9
Perhaps the reader is grumbling, in fact, we seem to hear murmurs. What has all this about the genesis and nature of good reporters to do with the publication of new books? Why, this: The only person who can deal adequately and amply with 99 new books out of a hundred—the 99 that require to be taken as they are—is the good reporter. He’s the boy who can read the new book as he would look and listen at a political convention, or hop around at a fire—getting the facts, getting them straight (yes, indeed, they do get them straight) and setting them down, swiftly and selectively, to reproduce in the mind of the public the precise effect of the book itself. The effect—not the means by which it was achieved, not the desirability of it having been achieved, not the artistic quality of it, not the moral worth of it, not anything in the way of a corollary or lesson or a deduction, however obvious—just the effect. That’s reporting. That’s getting and giving the news. And that’s what the public wants.
Some people seem to think there is something shameful in giving the public what it wants. They would, one supposes, highly commend the grocer who gave his customer something “just as good” or (according to the grocer) “decidedly better.” But substitution, open or concealed, is an immoral practice. Nothing can justify it, no nobility of intention can take it out of the class of deception and cheating.
But, they cry, the public does not want what is sufficiently good, let alone what is best for it; that is why it is wrong to give the public what it wants.

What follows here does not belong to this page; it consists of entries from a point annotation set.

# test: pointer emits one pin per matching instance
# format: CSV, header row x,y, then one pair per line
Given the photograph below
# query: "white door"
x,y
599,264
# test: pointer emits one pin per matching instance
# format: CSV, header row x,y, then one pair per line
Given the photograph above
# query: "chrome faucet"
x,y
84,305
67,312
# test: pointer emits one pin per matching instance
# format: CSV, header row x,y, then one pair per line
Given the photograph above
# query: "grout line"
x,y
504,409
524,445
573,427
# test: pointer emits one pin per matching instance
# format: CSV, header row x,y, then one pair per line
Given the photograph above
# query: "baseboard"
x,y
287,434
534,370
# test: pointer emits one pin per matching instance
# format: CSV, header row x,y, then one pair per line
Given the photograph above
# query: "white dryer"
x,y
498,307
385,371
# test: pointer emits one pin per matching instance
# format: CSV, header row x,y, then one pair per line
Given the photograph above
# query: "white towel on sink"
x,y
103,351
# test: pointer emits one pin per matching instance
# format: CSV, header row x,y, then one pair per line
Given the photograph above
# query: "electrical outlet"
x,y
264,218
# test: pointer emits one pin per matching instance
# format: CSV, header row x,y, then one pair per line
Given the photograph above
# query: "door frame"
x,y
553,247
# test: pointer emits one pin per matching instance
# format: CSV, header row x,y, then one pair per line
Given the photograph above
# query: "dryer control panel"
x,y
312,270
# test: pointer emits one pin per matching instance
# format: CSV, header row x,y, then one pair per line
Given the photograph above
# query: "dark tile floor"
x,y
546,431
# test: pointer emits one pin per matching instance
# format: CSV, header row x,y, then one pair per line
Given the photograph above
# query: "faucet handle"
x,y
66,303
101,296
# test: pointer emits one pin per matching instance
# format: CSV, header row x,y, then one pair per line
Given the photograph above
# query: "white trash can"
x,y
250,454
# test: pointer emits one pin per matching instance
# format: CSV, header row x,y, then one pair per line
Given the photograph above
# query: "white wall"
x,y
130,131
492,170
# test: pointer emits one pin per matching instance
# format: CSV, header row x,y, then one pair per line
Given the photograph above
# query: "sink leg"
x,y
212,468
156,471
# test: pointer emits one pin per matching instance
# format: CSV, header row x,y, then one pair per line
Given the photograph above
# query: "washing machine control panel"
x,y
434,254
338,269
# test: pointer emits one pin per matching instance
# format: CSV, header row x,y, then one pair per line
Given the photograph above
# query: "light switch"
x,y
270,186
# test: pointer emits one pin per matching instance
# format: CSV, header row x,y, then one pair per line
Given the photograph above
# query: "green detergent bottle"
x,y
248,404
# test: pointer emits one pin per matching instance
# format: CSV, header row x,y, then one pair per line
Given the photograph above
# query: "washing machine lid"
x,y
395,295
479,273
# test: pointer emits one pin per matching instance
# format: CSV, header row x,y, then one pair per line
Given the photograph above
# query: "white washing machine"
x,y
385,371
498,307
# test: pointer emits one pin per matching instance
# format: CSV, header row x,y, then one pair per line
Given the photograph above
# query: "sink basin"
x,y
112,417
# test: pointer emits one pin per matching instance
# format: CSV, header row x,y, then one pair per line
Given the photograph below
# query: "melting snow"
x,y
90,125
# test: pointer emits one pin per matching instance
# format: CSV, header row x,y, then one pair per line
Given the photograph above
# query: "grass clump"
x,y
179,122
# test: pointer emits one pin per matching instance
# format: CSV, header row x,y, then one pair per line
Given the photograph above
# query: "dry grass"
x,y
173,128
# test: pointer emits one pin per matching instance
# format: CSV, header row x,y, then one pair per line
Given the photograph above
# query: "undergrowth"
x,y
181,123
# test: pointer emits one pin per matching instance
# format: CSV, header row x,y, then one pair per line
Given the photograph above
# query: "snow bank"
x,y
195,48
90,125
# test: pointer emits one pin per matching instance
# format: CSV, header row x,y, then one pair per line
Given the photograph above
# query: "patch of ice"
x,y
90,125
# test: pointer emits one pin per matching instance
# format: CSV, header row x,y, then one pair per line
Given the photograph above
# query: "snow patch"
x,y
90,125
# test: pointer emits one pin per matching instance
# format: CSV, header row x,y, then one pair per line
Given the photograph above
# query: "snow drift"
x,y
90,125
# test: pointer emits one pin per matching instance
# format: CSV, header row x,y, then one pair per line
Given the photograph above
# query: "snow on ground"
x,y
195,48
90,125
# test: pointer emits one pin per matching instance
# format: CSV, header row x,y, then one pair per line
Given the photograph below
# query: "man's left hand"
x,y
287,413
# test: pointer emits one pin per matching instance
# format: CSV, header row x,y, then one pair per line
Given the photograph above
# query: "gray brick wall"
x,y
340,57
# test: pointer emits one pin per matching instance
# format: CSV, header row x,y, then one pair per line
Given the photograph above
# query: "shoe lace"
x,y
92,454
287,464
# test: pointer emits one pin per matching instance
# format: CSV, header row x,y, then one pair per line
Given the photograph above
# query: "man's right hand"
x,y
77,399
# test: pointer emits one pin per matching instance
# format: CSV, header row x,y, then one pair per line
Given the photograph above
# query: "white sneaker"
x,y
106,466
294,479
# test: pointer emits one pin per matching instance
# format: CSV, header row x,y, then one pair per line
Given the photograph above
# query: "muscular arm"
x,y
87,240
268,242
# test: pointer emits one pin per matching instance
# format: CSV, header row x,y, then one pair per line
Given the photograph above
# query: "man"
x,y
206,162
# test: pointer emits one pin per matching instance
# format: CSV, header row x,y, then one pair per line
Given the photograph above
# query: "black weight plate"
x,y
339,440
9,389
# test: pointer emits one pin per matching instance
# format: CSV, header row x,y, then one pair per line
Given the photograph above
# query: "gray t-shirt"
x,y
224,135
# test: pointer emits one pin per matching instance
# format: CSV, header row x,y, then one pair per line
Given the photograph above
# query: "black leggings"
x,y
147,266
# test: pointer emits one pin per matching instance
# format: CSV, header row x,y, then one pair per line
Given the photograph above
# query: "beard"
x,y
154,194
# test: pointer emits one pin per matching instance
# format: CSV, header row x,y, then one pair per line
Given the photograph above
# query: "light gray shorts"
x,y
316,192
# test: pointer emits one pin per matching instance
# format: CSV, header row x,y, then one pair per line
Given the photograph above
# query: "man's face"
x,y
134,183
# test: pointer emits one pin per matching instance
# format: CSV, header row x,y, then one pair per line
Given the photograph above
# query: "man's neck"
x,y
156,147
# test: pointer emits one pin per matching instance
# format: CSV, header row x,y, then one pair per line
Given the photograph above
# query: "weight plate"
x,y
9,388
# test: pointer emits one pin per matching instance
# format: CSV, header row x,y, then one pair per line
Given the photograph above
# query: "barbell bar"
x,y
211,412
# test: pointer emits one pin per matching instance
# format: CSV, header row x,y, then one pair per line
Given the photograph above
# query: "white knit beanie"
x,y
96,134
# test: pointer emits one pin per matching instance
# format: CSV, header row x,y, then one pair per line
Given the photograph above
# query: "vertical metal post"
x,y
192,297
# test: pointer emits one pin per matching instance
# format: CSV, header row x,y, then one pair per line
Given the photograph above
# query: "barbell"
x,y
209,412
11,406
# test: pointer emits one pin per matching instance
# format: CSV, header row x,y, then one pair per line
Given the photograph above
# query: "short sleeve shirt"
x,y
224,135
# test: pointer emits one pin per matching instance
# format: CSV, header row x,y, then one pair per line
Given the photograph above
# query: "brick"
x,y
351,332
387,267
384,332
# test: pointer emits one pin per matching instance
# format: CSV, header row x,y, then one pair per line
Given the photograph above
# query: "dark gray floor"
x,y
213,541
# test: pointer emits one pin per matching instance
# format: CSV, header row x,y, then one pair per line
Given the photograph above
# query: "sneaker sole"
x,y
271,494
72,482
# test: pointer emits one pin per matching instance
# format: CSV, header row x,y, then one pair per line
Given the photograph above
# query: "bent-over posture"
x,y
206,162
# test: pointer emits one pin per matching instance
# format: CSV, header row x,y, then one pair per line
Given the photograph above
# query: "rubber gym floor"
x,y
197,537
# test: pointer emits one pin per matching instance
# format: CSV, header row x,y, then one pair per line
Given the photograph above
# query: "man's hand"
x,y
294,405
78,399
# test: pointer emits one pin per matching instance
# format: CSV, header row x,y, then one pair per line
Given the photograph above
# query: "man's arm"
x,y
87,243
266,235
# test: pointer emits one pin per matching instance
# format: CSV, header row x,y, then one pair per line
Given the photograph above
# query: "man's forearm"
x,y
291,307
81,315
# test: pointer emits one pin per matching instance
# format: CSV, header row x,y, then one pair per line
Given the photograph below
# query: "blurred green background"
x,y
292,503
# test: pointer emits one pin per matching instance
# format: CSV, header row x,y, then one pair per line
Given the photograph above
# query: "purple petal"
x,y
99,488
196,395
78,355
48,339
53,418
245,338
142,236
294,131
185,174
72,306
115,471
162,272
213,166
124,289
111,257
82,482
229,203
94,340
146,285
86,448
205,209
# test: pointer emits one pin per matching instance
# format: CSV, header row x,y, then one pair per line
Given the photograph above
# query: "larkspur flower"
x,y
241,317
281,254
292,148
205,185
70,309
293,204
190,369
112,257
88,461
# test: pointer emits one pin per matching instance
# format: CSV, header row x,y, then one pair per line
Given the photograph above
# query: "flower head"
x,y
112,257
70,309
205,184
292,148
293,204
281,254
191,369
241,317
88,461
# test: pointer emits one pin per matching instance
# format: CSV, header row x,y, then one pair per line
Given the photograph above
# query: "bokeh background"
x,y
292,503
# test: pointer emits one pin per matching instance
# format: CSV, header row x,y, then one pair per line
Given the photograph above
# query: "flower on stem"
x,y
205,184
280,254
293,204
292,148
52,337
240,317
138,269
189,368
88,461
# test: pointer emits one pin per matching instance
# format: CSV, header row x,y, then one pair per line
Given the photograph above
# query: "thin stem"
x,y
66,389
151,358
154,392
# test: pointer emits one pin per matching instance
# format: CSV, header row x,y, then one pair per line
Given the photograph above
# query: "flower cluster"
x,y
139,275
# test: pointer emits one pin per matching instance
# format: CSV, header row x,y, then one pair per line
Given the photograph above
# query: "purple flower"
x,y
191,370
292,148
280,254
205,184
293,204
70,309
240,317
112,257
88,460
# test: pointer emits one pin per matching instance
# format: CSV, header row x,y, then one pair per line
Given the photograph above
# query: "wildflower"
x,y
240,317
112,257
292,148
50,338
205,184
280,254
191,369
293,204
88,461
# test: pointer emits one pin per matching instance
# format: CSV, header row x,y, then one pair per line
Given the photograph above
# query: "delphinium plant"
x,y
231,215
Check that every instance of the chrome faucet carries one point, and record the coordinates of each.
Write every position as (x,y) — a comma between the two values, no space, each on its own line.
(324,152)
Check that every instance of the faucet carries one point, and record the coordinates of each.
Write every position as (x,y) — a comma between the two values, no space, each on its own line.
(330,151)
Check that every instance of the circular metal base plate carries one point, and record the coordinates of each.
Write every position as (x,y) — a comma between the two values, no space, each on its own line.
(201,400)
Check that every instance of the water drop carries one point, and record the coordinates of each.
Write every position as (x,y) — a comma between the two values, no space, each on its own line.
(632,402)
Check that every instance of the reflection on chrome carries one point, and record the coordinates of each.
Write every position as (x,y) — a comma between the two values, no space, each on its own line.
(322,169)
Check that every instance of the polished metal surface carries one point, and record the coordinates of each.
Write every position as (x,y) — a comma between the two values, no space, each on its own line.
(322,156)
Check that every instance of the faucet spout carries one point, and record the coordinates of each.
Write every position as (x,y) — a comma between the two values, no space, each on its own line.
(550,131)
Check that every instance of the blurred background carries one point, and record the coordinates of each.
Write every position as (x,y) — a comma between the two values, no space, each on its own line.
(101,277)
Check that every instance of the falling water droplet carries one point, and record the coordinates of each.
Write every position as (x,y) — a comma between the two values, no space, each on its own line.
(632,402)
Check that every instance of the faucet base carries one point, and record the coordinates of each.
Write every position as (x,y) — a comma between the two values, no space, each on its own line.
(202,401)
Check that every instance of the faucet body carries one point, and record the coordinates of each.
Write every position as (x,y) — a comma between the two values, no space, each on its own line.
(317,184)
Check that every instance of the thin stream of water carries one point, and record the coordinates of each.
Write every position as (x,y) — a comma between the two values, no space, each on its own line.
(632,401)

So they shift their ground and think to escape on a high moral plateau or table land. But the table land is a tip-table land. What they mean is that they are confidently setting their judgment of what the public ought to want against the public’s plain decision what it does want. They are a few dozens against many millions, yet in their few dozen intelligences is collected more wisdom than has been the age-long and cumulative inheritance of all the other sons of earth. They really believe that.... Pitiable....
10
A new book is news. This might almost be set down as axiomatic and not as a proposition needing formal demonstration by the Euclidean process. Yet it is susceptible of such demonstration and we shall demonstrate accordingly.
In the strict sense, anything that happens is news. Everybody remembers the old distinction, that if a dog bites a man it is very likely not news, but that if a man bites a dog it is news beyond all cavil. Such a generalization is useful and fairly harmless (like the generalization we ourselves have just indulged in and are about proving) if—a big if—the broad exception be noted. If a dog bites John D. Rockefeller, Jr., it is not only news but rather more important, or certainly more interesting, news than if John Jones of Howlersville bites a dog. For the chances are that John Jones of Howlersville is a poor demented creature, after all. Now the dog that bites Mr. Rockefeller is very likely a poor, demented creature, too; but the distinction lies in this: the dog bitten by John Jones is almost certainly not as well-known or as interesting or as important in the lives of a number of people as Mr. Rockefeller. Pair off the cur that puts his teeth in the Rockefeller ankle, if you like, with the wretch who puts his teeth in an innocent canine bystander (it’s the innocent bystander who always gets hurt); do this and you still have to match up the hound of Howlersville with Mr. Rockefeller. And the scale of news values tips heavily away from Howlersville and in the direction of 26 Broadway.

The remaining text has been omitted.